KALAKKAD, THIRUNELVELI, INDIA, July 7, 2011: The Sri Satya Vageeswarar temple has a wealth of inscriptions, sculptures, murals, music pillars and a towering rajagopuram with about 1,500 stucco figures. The temple has features that go back to the Chola period and so could be more than 800 years old.

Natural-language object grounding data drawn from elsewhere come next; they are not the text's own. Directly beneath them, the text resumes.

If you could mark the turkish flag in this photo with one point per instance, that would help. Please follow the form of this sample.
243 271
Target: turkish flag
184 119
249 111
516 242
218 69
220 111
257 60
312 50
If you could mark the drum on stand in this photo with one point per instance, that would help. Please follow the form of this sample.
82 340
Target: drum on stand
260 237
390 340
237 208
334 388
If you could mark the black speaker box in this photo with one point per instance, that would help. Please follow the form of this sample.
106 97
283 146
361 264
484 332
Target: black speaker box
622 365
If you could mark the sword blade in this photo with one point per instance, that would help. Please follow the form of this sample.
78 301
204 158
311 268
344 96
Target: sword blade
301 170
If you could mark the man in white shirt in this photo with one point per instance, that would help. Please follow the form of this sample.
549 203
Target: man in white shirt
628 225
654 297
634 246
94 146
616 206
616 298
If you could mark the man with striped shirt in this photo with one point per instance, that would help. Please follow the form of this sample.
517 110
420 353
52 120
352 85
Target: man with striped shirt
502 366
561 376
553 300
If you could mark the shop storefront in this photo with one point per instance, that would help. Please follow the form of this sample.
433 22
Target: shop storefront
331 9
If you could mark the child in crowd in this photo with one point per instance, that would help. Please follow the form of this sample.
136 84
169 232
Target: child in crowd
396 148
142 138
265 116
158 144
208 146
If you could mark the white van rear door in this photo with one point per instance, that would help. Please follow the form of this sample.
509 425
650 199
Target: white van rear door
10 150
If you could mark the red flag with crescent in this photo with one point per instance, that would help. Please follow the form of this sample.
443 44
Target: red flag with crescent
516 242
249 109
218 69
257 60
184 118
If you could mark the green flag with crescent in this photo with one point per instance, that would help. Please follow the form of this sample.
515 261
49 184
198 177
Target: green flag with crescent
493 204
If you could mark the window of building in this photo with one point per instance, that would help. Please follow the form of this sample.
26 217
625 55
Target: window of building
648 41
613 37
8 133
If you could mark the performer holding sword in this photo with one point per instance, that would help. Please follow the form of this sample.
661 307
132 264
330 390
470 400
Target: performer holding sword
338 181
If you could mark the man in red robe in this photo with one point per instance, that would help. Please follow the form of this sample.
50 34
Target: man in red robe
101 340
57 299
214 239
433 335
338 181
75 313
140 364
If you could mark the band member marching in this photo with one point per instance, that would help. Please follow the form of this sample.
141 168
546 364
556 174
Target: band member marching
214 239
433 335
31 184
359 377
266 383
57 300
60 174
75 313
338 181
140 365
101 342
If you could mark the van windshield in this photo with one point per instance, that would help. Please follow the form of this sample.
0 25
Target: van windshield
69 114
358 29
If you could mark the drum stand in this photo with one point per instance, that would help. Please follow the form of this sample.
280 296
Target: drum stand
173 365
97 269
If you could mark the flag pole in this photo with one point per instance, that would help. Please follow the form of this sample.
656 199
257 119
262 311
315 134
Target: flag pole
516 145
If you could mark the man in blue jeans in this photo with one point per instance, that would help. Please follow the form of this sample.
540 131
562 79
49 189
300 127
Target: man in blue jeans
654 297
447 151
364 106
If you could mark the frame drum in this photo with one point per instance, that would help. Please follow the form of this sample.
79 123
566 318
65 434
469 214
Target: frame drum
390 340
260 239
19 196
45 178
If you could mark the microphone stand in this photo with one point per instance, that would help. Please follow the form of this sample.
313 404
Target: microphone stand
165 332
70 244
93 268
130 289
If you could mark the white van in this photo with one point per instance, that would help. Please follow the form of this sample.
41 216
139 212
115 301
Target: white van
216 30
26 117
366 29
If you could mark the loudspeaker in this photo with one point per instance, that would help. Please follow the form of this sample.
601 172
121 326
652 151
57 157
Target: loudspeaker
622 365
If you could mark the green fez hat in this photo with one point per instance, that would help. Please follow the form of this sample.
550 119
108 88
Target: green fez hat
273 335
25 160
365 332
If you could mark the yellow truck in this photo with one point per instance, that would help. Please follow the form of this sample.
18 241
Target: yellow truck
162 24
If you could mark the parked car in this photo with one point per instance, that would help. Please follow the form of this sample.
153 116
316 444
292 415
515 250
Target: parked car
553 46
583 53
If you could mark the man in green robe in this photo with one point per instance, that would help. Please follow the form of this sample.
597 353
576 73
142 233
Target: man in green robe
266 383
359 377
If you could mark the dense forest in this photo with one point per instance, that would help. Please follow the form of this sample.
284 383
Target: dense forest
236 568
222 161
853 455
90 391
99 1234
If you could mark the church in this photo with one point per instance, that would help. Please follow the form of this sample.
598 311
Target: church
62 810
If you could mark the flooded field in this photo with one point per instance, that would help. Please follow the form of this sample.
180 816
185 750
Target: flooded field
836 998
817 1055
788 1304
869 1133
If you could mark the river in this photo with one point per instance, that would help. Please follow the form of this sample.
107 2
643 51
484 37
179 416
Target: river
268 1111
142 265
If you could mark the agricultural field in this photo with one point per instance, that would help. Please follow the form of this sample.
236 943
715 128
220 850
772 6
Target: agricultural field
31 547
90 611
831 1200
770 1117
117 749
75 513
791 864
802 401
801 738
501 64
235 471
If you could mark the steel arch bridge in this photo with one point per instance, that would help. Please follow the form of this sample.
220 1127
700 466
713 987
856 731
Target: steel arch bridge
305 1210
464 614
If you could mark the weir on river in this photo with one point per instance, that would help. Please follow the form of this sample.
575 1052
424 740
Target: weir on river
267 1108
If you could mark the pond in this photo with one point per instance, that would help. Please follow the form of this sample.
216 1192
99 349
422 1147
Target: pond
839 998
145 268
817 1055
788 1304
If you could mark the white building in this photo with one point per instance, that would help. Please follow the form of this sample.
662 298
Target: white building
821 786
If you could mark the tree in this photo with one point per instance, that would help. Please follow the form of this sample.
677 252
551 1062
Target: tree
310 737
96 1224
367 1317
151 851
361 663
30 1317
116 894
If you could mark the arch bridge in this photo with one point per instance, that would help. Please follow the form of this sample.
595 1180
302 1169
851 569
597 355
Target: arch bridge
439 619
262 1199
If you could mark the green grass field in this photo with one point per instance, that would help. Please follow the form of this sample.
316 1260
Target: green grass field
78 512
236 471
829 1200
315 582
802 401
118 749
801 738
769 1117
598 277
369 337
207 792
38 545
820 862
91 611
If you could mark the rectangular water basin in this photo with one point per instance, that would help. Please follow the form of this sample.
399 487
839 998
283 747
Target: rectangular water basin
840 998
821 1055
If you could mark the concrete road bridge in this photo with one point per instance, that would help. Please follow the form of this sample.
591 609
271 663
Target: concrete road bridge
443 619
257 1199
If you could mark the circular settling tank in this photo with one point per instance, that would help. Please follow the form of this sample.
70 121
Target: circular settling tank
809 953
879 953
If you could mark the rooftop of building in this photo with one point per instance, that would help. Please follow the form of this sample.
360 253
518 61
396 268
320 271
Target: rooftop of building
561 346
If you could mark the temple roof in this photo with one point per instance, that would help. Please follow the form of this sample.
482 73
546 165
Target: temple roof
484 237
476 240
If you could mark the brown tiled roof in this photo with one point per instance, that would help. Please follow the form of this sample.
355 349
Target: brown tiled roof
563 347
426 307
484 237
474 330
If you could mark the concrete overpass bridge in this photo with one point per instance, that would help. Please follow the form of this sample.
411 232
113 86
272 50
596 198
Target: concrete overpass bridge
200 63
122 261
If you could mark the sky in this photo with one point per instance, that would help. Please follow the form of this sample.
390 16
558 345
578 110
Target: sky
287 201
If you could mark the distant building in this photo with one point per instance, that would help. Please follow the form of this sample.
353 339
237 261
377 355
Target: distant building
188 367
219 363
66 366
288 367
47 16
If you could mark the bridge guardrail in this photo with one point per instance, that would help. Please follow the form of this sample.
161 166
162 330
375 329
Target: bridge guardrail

For its upcoming kumbabishekam later this month, the temple has renovated the 135 ft tall, nine-tiered rajagopuram which teems with 1,500 stucco figures. They were made of ‘sudhai’ (lime mortar) which have suffered damage over time. On the inner walls of the rajagopuram’s nine storys there are about 200 beautiful murals, portraying scenes from the Ramayana, the Mahabharatha, Tiruvilaiyadal Puranam (Siva Leelas), Siva’s marriage to Parvati, episodes from the lives of the Tamil Nadu’s Saivite saints, Siva as Bhikshatana, Rati and Manmatha, Krishna Leelas, the wedding of Saivite saint, Sundarar and more.
According to T. Satyamurthy, former superintending archaeologist, Archaeological Survey of India, the murals are “an amazing art gallery of puranic themes.” The REACH Foundation, of which Dr. Satyamurthy is one of the founders, plans to restore the murals which have been vandalized.